Der Tag zog sich weiter dahin, und am Nachmittag entschloss ich mich, einen riesigen Topf Kartoffelsuppe zu kochen. Dieser Akt endete damit, dass der Deckel des Salzstreuers abfiel, sodass das gesamte Salz auf einmal in der Suppe landete. Am liebsten hätte ich gegen den Suppentopf getreten. Stattdessen kippte ich den ganzen ungenießbaren Brei in den Abfluss und verzog mich mit einem Eimer Erdbeerjoghurt auf die Couch, wo schon Jason und Evelyn saßen. Anderthalb Liter später fühlte sich mein Magen an, als hätte er ein eigenes Leben – etwas, das Nighton und die anderen im Wohnzimmer ziemlich belustigte. Ihr schadenfrohes Grinsen ignorierte ich einfach. Ich war wütend, und irgendwie tat dieser Joghurt zumindest so, als wäre er auf meiner Seite.
»Bei allen sieben Höllenkreisen«, stöhnte Jason schließlich, als er den leeren Eimer in meinen Händen sah. »Dass du dich nicht übergeben musst, grenzt an ein Wunder.«
Ich verdrehte die Augen. »Ich bin halt frustriert, na und? Erdbeerjoghurt geht immer. Ich bin eben nicht für kulinarische Abenteuer zu haben.«
»Abenteuerlich trifft’s wohl«, murmelte Sam grinsend von der anderen Seite des Raumes. Er war gerade dabei, mit Nighton übernatürliche Bewegungssensoren an den Fenstern zu installieren, die Gabriel vorhin vorbeigebracht hatte. »Wundert mich, dass du nicht spontan rosa angelaufen bist.«
»Oder dass sie den Joghurt nicht einfach auf uns gespuckt hat, wie bei einem Lama«, fügte Evelyn kichernd hinzu, und die anderen lachten.
»Das wär mal 'ne Taktik gegen Dämonen«, zog Sam spöttisch nach. »’Achtung, Jennifer kommt – ihre neue Spezialattacke: Erdbeerjoghurt-Geysir.’«
Ich grummelte nur, legte mich schwerfällig auf den Rücken und ignorierte sie alle, während Jason mir einen gespielt mitleidigen Blick schickte. »Mach dir nichts draus«, sagte er sanft, aber mit unterschwelligem Spott. »Die einen verschlingen eimerweise Joghurt, die anderen wissen halt, was sich gehört.«
»Oh, haltet doch einfach alle den Mund!«, stöhnte ich und legte beide Hände auf meinen Magen. »Habt ihr schon mal probiert, anderthalb Liter Erdbeerjoghurt einfach wegzulassen? Das ist unmöglich. Das Zeug ist so gut!«
Im Hintergrund hörte ich Nighton aufschnauben. Plötzlich tauchte sein Gesicht über der Lehne auf. Kopfschüttelnd und mit einem sarkastischen Grinsen kommentierte er: »Da fällt selbst mir nichts mehr zu ein. Außer, dass das absolut widerlich ist. Wehe dir, dir wird heute Nacht schlecht und du...«
Plötzlich schrillte die Türklingel, und das Geräusch schnitt so unvermittelt durch die Luft, dass ich fast vom Sofa fiel. Ich saß plötzlich kerzengerade, das Herz bis zum Hals klopfend. Das Haus war so stark gesichert, dass niemand – absolut niemand – unbemerkt bis zur Haustür gelangen sollte. Trotzdem hallte das Klingeln, hell und unüberhörbar, durch jeden Raum.
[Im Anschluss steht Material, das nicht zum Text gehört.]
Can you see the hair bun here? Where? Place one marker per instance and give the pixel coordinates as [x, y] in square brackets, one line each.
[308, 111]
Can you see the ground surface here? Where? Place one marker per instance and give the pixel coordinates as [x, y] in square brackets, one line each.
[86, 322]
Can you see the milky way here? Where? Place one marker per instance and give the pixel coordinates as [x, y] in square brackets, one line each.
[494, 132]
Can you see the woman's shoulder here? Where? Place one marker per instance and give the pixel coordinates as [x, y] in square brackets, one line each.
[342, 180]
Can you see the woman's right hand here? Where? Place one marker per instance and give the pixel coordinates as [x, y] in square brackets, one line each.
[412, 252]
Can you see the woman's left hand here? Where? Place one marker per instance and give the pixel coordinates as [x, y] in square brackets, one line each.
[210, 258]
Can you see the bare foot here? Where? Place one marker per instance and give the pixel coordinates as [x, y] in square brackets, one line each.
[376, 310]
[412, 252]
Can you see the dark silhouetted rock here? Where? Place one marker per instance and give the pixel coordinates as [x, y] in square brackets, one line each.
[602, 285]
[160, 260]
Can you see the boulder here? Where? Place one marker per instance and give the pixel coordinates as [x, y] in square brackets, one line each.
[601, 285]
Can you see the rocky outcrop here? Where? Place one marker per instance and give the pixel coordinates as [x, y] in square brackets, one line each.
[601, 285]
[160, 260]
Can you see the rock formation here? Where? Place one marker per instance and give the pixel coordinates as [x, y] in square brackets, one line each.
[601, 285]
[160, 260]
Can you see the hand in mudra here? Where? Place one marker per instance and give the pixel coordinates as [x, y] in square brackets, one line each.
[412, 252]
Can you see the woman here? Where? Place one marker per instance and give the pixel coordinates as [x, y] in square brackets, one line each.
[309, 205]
Eine drückende Stille legte sich über uns, wie ein Netz, das die Anspannung nur noch verstärkte. Sam und Evelyn erstarrten, Jason und Melvyn standen halb auf, und ich spürte, wie mir ein kalter Schauer den Rücken hinablief. Alle schauten zu Nighton, der langsam und entschlossen in Richtung Flur ging.
»Bleibt bei ihr«, murmelte er dabei an die anderen gewandt, ohne sich umzudrehen. Als er an der Tür ankam, hielt er für einen Moment inne. Dann runzelte er auf einmal die Stirn, legte eine Hand auf den Griff und riss die Tür mit einem Ruck auf.